Uncle Snedeker brushed himself off, and then he picked up the candle and looked around, but didn’t see anything. If he had looked up, he would have seen Mrs. Webb, but he didn’t. He was just starting for the big chest when Mrs. Webb jumped.
Uncle Snedeker was pretty bald, and Mrs. Webb landed on the top of his head and skidded halfway down his forehead before her feet took hold properly. She ran down his face and jumped just as Mr. Webb had done. Then she and her husband climbed back on to the rafter, all ready for another jump, if it should be necessary.
But it wasn’t necessary. For Uncle Snedeker was still saying “Whoosh!” and “Phow!” and all the other things people say when bugs drop on them, when Jinx gave a low ghostly moan. Uncle Snedeker dropped his candle and bolted down the stairs and slammed the door at the foot of them behind him.
Well, they had saved the teapot for the time being, but Jinx was certainly worse off than he had been before, for he was shut in the attic with no way to get out.
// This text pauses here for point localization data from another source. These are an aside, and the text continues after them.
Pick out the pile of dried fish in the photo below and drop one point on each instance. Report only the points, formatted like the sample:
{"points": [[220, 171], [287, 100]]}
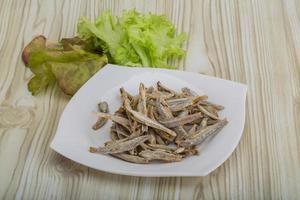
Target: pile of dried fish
{"points": [[158, 124]]}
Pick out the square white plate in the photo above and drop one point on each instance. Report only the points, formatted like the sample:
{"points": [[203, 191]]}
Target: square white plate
{"points": [[74, 134]]}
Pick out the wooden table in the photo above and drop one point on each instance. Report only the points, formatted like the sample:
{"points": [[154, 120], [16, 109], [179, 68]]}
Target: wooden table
{"points": [[254, 42]]}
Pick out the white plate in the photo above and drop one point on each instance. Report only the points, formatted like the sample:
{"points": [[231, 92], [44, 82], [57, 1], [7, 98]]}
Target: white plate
{"points": [[74, 133]]}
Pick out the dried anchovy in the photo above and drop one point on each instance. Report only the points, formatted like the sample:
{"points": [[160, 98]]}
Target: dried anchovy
{"points": [[102, 107], [179, 121], [188, 92], [203, 134], [162, 87], [145, 125], [120, 147], [131, 158], [216, 106], [206, 112], [160, 155]]}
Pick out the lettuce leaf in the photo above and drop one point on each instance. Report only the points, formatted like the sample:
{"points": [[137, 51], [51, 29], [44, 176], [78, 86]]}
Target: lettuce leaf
{"points": [[134, 39], [68, 63]]}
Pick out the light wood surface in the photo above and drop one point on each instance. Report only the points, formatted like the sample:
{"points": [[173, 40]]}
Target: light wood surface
{"points": [[254, 42]]}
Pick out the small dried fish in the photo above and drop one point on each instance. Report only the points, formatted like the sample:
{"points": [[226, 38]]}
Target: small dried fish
{"points": [[188, 92], [189, 152], [157, 95], [142, 106], [165, 147], [131, 158], [159, 140], [121, 131], [216, 106], [149, 122], [120, 147], [160, 155], [211, 121], [179, 121], [117, 119], [203, 134], [159, 124], [193, 129], [203, 123], [205, 112], [102, 107], [180, 104], [163, 88]]}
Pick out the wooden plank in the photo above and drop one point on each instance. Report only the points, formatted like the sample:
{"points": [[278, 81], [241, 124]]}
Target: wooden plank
{"points": [[253, 42]]}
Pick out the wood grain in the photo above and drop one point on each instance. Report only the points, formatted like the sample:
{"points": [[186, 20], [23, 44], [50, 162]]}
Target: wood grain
{"points": [[254, 42]]}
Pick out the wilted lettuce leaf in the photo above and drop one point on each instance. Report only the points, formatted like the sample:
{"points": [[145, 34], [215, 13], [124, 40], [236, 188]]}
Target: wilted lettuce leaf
{"points": [[134, 39], [68, 63]]}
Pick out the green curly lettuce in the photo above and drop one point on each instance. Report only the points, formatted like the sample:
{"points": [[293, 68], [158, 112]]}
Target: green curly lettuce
{"points": [[134, 39], [68, 63]]}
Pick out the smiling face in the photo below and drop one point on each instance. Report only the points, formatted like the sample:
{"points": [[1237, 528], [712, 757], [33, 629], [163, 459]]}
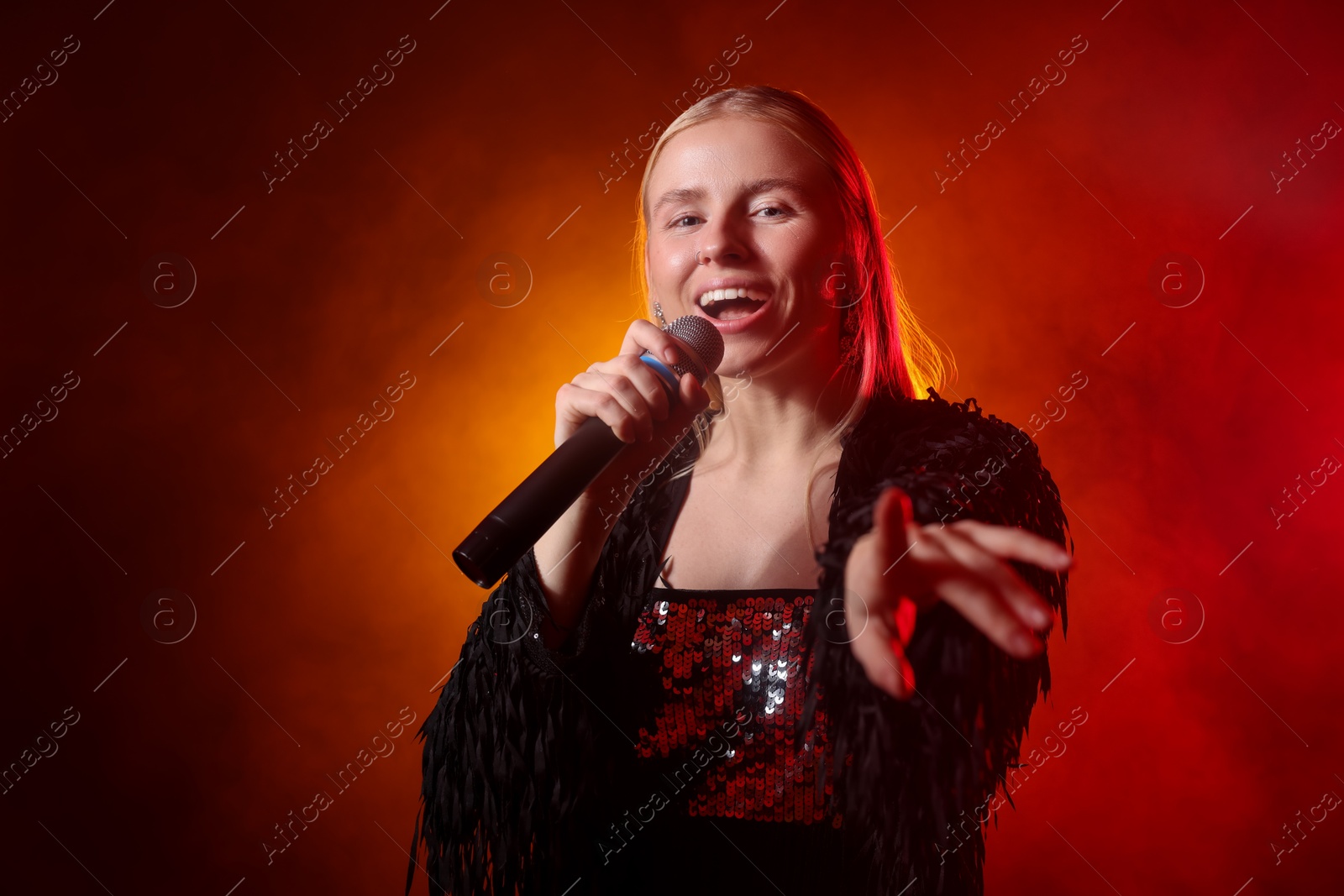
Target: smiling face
{"points": [[741, 211]]}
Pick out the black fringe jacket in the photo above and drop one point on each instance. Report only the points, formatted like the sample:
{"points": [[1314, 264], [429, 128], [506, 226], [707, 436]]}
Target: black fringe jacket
{"points": [[528, 758]]}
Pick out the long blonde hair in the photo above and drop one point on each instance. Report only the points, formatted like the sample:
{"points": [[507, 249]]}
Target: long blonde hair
{"points": [[891, 351]]}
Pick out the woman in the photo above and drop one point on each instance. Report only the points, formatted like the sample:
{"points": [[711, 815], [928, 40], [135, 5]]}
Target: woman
{"points": [[800, 653]]}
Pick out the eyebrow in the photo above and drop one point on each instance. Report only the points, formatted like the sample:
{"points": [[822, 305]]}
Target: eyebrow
{"points": [[759, 186]]}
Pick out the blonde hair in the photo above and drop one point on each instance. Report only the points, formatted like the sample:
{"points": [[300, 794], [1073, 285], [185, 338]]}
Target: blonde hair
{"points": [[893, 352]]}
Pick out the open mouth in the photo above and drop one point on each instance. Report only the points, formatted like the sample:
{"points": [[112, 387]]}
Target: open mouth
{"points": [[729, 309], [732, 302]]}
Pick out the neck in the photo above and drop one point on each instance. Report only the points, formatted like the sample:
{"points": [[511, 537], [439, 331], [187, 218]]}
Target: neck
{"points": [[774, 421]]}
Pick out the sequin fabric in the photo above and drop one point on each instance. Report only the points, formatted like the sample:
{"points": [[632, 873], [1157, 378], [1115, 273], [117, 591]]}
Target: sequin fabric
{"points": [[732, 681]]}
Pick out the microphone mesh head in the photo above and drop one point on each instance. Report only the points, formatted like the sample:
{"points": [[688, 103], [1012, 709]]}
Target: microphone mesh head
{"points": [[705, 344]]}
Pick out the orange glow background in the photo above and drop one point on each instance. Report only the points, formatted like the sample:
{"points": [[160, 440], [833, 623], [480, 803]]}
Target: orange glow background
{"points": [[316, 296]]}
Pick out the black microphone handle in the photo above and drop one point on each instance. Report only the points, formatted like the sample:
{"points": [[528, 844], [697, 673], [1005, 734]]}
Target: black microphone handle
{"points": [[524, 516]]}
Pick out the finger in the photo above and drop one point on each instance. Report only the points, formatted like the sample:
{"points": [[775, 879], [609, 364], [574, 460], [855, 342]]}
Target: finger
{"points": [[1030, 607], [575, 403], [628, 379], [647, 336], [1016, 543], [879, 653], [893, 519], [978, 597]]}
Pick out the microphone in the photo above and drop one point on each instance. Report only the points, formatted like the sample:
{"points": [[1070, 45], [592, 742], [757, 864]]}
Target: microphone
{"points": [[523, 517]]}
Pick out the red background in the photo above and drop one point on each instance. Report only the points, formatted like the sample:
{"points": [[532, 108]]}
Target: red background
{"points": [[312, 298]]}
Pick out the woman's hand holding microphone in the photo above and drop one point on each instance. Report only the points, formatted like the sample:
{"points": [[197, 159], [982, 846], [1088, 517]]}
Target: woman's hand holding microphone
{"points": [[629, 396]]}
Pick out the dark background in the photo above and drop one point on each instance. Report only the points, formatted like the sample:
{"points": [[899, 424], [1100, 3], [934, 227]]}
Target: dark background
{"points": [[293, 644]]}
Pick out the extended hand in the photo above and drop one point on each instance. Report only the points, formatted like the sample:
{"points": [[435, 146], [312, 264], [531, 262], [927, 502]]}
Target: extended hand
{"points": [[900, 567]]}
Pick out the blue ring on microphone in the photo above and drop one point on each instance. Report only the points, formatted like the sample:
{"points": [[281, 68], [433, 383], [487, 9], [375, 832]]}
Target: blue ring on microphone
{"points": [[669, 379]]}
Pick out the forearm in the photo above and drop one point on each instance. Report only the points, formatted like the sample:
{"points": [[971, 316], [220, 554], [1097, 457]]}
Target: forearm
{"points": [[566, 560]]}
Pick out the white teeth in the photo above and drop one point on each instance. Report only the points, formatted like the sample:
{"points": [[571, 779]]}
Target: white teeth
{"points": [[719, 295]]}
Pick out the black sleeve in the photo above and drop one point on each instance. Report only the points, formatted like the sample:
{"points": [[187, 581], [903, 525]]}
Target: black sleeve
{"points": [[918, 774], [523, 741]]}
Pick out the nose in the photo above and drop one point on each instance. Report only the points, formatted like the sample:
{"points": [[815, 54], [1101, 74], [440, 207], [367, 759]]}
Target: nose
{"points": [[721, 242]]}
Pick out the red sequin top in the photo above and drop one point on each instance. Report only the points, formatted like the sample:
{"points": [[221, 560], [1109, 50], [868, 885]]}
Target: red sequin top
{"points": [[734, 685]]}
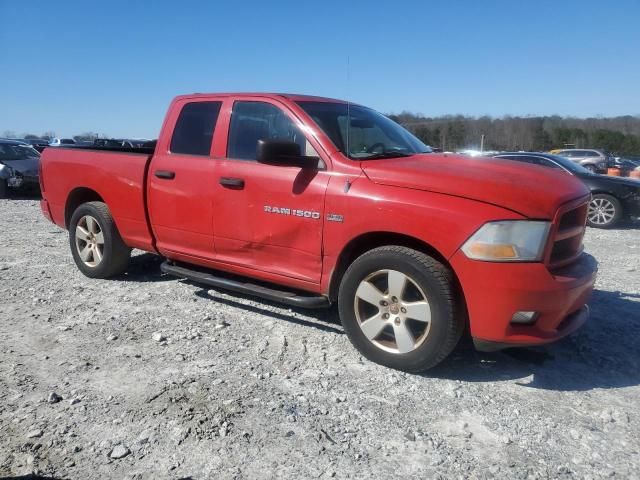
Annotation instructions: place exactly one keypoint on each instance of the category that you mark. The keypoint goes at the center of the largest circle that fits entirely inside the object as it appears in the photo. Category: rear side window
(194, 129)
Of course he could sit down and howl, and if he howled long enough, somebody would come and let him out. But he had an idea it would probably be Aunt Effie who would come, and Aunt Effie was entirely too handy with a broom.
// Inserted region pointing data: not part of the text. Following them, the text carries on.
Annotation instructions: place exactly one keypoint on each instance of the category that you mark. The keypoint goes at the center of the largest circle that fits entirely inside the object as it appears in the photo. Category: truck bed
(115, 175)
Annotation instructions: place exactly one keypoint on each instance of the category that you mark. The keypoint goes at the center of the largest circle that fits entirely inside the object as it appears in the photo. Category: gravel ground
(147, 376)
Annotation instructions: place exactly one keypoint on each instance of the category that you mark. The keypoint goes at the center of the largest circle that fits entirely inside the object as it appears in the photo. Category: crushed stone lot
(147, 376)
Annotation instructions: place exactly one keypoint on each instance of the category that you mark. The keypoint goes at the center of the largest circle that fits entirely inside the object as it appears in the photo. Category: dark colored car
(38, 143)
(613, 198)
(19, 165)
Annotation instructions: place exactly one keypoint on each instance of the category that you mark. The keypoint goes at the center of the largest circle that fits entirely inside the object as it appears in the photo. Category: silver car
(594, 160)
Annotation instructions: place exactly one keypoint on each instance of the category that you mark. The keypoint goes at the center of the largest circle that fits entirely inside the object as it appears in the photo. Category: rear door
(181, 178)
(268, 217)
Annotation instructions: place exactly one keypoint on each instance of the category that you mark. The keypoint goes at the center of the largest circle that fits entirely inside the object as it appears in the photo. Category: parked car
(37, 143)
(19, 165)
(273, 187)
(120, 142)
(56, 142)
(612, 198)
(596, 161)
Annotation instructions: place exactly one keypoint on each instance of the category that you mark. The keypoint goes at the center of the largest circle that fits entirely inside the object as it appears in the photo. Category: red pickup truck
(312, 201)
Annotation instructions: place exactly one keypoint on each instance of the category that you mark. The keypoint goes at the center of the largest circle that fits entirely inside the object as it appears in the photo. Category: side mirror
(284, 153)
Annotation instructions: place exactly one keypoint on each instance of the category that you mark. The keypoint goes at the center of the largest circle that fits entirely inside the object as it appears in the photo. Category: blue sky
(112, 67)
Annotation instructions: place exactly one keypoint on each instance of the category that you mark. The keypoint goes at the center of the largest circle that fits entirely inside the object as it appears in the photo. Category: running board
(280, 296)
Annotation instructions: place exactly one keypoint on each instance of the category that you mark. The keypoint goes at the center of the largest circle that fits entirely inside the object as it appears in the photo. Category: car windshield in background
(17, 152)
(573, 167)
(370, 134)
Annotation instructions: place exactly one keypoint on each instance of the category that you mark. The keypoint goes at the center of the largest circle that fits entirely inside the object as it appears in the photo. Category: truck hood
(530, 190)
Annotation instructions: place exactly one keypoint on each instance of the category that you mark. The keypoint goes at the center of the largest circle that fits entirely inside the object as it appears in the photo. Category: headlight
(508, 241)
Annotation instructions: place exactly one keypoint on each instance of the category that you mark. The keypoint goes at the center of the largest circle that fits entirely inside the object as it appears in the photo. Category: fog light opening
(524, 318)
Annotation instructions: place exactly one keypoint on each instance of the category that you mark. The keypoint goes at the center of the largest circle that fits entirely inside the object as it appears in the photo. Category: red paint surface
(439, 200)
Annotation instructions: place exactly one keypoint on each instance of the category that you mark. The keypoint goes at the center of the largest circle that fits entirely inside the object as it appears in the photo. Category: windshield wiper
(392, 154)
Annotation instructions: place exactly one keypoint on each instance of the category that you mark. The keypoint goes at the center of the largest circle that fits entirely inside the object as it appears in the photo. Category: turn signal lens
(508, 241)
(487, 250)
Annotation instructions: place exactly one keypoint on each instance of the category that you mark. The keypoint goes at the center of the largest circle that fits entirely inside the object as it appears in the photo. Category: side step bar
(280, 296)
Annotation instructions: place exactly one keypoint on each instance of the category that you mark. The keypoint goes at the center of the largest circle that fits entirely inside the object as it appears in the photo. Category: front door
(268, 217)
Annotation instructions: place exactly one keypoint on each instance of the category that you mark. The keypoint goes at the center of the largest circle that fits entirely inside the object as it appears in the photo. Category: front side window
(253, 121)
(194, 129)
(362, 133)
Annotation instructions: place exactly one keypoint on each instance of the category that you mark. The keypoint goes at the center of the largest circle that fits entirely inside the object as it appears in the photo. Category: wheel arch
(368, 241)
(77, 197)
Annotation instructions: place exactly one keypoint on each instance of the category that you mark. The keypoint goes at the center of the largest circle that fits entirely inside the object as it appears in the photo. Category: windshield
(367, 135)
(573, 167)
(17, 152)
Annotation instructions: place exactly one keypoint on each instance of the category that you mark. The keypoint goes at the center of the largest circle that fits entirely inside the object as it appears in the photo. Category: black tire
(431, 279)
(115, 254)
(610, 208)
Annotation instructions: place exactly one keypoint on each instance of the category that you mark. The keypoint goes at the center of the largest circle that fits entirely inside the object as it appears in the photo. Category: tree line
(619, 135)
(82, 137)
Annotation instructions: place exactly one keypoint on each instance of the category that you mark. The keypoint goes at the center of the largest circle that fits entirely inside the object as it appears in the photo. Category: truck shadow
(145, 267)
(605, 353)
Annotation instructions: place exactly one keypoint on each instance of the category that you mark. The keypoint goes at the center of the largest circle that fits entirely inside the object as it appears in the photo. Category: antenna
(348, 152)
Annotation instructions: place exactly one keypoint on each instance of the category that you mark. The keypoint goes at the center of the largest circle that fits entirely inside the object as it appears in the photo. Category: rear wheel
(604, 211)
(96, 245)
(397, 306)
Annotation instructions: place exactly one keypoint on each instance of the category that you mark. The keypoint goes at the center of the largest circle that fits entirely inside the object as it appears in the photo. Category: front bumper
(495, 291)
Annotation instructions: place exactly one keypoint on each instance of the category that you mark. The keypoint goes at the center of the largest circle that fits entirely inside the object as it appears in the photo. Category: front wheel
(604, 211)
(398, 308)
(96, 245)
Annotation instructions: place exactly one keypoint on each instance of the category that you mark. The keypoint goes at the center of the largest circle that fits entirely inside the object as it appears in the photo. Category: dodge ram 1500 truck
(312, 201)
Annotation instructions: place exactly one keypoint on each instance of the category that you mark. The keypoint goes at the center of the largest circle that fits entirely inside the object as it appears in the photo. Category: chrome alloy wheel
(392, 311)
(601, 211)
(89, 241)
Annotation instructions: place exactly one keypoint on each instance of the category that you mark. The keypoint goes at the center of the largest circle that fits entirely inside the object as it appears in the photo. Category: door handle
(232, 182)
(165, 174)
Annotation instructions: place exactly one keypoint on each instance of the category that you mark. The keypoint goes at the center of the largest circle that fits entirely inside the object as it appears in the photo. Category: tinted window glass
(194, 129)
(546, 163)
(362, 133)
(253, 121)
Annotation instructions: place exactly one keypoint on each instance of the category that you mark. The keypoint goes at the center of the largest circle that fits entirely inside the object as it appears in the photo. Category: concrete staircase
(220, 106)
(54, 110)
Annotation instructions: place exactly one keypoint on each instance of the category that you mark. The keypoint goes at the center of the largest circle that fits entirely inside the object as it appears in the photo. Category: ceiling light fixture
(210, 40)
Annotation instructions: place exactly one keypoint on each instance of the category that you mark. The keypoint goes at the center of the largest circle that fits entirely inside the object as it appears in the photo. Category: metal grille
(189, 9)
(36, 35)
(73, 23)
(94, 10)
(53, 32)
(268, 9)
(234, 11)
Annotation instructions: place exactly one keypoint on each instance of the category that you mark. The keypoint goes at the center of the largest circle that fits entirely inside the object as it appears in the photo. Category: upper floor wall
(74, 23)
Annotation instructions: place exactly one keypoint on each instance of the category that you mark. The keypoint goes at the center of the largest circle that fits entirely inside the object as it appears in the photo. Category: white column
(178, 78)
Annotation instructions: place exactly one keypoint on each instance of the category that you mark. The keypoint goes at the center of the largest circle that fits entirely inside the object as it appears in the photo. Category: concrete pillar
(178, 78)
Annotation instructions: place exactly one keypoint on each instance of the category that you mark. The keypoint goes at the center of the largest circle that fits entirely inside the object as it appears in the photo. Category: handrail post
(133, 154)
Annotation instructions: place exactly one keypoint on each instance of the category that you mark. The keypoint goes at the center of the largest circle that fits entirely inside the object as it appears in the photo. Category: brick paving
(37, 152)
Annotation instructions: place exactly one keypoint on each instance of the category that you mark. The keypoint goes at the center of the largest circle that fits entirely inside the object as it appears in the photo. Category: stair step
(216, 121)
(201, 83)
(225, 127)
He talked it over with the Webbs, but they couldn’t think of anything. “I tell you what I’ll do though, Jinx,” said Mr. Webb. “I’ll go on down to the pigpen and tell Freddy. Maybe he can organize a rescue party.”
But Jinx said no. There was a heavy dew that night, and although it was nothing that would have bothered you or me, a spider would be certain to step into a dozen puddles that were over his ankles. And Mr. Webb was subject to colds. He had had one cold after another all that spring.
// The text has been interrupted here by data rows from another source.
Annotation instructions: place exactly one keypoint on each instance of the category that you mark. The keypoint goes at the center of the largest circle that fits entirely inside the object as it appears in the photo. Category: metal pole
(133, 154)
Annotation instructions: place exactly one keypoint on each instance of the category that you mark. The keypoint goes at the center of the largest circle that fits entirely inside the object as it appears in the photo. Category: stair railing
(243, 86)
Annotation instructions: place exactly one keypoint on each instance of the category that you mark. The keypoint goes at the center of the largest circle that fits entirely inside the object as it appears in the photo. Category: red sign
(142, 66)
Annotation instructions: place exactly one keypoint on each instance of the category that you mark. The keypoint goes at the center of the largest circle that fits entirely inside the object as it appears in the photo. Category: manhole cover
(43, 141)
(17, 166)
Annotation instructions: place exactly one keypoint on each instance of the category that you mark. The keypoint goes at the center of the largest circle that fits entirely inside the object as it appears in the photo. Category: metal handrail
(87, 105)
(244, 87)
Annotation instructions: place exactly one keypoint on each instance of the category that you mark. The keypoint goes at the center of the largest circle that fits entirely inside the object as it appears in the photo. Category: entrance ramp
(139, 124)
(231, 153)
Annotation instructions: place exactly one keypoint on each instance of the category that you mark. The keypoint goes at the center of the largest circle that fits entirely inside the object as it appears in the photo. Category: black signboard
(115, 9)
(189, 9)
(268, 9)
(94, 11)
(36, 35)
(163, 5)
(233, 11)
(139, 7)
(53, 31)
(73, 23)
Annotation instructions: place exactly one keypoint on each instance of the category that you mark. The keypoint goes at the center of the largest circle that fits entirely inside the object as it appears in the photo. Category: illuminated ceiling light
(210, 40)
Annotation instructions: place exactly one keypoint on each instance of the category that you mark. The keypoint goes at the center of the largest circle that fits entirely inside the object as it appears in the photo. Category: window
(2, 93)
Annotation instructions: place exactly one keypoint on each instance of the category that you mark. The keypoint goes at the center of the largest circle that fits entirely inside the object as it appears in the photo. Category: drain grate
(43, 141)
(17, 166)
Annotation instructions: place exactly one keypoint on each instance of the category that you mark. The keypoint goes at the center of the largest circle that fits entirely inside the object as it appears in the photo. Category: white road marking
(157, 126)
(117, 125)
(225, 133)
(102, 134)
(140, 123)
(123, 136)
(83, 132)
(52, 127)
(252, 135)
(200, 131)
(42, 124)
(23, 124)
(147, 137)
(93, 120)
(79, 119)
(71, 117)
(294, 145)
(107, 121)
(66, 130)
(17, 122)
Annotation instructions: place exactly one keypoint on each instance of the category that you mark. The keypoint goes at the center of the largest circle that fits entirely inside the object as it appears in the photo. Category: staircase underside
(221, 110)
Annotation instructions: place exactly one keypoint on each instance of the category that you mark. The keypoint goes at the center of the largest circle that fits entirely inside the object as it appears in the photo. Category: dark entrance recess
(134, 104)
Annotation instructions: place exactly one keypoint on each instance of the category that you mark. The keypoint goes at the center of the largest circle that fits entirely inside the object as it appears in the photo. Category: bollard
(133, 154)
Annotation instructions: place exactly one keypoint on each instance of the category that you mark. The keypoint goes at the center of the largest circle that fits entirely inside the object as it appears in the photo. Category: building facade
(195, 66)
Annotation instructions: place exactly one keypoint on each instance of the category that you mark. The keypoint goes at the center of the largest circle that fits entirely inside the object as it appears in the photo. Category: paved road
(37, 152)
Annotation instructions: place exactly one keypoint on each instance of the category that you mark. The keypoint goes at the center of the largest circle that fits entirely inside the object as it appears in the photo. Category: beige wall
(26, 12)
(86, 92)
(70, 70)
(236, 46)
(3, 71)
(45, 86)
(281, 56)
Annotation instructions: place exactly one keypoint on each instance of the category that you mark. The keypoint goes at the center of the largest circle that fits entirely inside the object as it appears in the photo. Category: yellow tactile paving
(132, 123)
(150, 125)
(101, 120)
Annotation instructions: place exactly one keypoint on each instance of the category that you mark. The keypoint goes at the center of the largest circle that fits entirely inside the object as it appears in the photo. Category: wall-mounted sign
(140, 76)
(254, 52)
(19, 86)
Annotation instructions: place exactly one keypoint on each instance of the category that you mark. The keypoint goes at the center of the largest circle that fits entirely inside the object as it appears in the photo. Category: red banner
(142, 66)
Mrs. Webb was much relieved. “I’d rather Webb didn’t go, and that’s the truth,” she said. “He feels so bad when he has a cold, and then he sneezes all the time, and the flies hear him and get away. You know yourself, Jinx, it’s no use going out hunting if you’re sneezing every two seconds. It got so the flies just laughed at him. They sat in rows on the wall and waited for him to sneeze and they laughed their heads off. They even invited their friends to come hear the sneezing spider. You can’t imagine how trying it was.”
“Jinx doesn’t want to hear about our troubles, Mother,” said Mr. Webb. “Besides, that’s all over now.”
“I just wanted him to understand why I thought you oughtn’t to go,” said Mrs. Webb. “But goodness, I’ll go down and tell Freddy myself. A breath of air’ll do me good.”
But Jinx wouldn’t hear of it. “No indeed, ma’am,” he said. “I certainly won’t let a lady do a thing I can’t do myself. No, no; I’ll just curl up here on this old mattress and Webb can see Freddy in the morning.” And so they left it at that.